Selama proses hukum, menurut Ade, pihaknya harapkan para pihak lain untuk menahan diri agar tidak overlapping, mendahului proses hukum yang tengah berlangsung dan tidak membuat isu berkembang ke arah yang tidak jelas. Karena masalah ini berhubungan dengan SPI. SPI masih menjadi tumpuan para siswa menggapai cita-cita.
Adapun terkait dugaan eksploitasi ekonomi sebagaimana berkembang, Recky menjelaskan bahwa ada dua kegiatan di SPI, yakni kegiatan siswa dan alumni. Kegiatan yang dilakukan siswa sesuai mata pekajaran dan kurikulum yang dapat pengawasan oleh dinas pendidikan. Kegiatan siswa juga dilakukan saat jam belajar, bukan di luar jam belajar.
Adapun kegiatan alumni, ada dua opsi, yakni saat lulus dan mereka ingin pulang dipersilakan. Namun, kalau mereka merasa nyaman di SPI, mereka bisa mengajukan permohonan untuk tinggal dan beraktivitas. Untuk tinggal ada seleksi, yakni harus memiliki rekam jejak yang baik, misalnya tidak melanggar dan berkelakuan baik.
”Mereka beraktivitas di unit praktik lapangan. Mereka dapat penghargaan atas kontribusi. Jadi bukan bekerja. SPI tidak pernah membuka lowongan kerja bagi alumni.
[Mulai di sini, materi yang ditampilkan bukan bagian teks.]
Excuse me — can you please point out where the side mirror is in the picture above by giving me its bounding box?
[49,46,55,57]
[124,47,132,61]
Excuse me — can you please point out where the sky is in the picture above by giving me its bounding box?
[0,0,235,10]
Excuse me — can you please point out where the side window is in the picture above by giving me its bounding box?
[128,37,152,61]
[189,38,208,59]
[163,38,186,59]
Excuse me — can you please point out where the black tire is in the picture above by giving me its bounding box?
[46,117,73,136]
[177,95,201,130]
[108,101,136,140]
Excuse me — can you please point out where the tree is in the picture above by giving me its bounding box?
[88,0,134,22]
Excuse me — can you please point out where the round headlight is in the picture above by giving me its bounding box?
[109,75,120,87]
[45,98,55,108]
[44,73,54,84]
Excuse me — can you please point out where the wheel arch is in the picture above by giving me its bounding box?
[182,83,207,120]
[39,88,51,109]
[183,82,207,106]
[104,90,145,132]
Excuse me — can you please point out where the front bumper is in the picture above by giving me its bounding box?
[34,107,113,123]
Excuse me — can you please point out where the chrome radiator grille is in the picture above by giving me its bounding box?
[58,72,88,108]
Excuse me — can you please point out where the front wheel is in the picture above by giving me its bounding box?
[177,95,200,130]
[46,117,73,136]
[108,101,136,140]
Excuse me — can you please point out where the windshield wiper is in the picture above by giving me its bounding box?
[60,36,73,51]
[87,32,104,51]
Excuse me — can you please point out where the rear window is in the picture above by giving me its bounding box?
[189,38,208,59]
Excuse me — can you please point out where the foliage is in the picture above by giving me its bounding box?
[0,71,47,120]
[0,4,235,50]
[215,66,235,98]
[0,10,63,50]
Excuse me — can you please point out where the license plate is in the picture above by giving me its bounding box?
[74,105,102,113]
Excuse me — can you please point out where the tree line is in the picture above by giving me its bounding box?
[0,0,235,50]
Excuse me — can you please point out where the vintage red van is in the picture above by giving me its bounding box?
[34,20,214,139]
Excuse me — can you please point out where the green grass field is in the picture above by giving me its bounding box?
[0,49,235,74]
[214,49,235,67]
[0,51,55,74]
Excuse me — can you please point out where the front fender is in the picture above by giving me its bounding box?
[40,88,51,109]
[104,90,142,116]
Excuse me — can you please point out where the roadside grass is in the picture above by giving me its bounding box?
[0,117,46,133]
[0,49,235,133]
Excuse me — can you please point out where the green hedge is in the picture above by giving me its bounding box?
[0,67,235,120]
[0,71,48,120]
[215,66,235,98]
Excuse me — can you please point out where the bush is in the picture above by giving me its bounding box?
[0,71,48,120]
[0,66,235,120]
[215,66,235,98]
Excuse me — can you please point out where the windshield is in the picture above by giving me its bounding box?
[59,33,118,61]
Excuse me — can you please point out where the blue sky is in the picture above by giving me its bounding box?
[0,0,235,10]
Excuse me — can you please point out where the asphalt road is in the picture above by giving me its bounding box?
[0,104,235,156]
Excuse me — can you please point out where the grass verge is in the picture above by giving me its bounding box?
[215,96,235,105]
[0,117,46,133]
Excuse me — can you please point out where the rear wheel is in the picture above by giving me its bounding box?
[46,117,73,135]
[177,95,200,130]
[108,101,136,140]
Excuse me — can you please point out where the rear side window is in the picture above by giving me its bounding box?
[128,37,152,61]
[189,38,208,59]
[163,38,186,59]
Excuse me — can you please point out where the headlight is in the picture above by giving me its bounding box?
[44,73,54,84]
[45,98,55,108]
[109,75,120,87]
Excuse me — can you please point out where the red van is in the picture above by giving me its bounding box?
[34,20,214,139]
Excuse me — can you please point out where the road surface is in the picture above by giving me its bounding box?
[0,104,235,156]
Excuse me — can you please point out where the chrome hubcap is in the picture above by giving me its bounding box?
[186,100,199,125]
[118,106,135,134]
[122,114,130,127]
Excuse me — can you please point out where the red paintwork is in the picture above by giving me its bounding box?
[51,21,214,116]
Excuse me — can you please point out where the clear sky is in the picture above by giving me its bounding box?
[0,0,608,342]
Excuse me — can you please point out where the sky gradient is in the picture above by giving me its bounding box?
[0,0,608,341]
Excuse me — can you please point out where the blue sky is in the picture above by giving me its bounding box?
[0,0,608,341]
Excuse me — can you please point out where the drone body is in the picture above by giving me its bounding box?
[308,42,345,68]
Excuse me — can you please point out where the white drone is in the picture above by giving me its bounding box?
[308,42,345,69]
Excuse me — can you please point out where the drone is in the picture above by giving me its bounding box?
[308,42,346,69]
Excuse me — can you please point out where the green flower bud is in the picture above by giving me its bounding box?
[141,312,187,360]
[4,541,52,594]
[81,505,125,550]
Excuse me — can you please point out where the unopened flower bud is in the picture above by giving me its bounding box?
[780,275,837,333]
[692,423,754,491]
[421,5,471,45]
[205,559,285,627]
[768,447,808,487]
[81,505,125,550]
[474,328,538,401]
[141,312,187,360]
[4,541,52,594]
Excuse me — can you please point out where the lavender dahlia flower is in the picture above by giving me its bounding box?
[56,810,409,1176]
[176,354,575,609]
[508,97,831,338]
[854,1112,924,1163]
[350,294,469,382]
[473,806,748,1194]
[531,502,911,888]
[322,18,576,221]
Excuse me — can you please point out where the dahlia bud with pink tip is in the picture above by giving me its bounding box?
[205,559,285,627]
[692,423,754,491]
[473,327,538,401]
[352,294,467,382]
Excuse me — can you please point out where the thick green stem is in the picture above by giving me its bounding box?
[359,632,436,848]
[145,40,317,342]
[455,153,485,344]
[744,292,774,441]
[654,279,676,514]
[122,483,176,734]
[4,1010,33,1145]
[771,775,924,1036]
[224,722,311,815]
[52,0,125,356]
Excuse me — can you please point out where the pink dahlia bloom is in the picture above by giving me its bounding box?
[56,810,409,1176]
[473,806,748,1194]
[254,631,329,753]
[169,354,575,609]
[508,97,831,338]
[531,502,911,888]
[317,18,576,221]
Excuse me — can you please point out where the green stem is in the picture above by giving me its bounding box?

Mereka memohon untuk bisa tinggal di sini dan beraktivitas ketika merasa nyaman di sini,” kata Recky.
Soal apa yang dilakukan pihak sekolah setelah dugaan kasus ini mencuat (bentuk pengawasan internal), Kepala Sekolah Risna Amalia Ulfa mengatakan bentuk pengawasan terhadap seluruh kegiatan siswa sudah dilakukan sejak SPI berdiri 2007. ”Pengawasan yang ada sebagaimana yang sudah berjalan selama ini,” katanya.